Le pays est en pleine récession, le peso dévalué, l’inflation galopante. Alors, après les très nombreuses faillites de 2001, et face à un État vacillant, "la solidarité citoyenne" a pris le relais. "Aujourd’hui,  Les habitants ont perdu leurs illusions, se désintéressent de la politique,   explique Anaïs Coignac, reporter au magazine Géo . Elle est allée à la rencontre des habitants.

"A Buenos Aires, 250.000 habitants vivraient dans des bidonvilles, le chiffre a bondi de 150% depuis 2001" . Là est née la Confédération des Travailleurs de l’économie populaire. Elle s’occupe de revendre des matériaux recyclables. Aujourd'hui, la coopérative emploie 3.000 personnes qui peuvent vivre avec un salaire décent.

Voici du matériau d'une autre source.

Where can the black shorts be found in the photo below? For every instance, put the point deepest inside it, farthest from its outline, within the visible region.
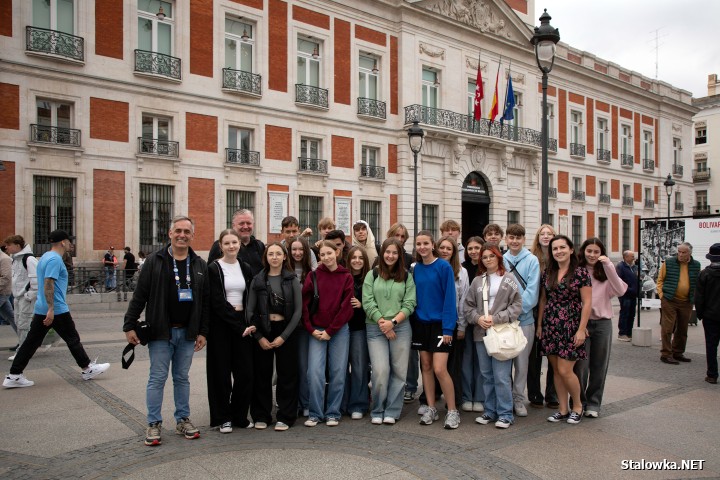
(425, 337)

Cette jeune démocratie de 33 ans n’a pas hésité à se réformer : "Les Argentins, à 90% catholiques, ont adopté le mariage homosexuel, bien avant la France…et dans le pays du pape, on peut changer de sexe librement grâce à la loi de mai 2012 sur l’identité de genre".

 

(L'été dernier, le pays a été paralysé par une grève générale, manifestation, ici, des salariés de la sécurité sociale. © Géo Julien Pébrel.)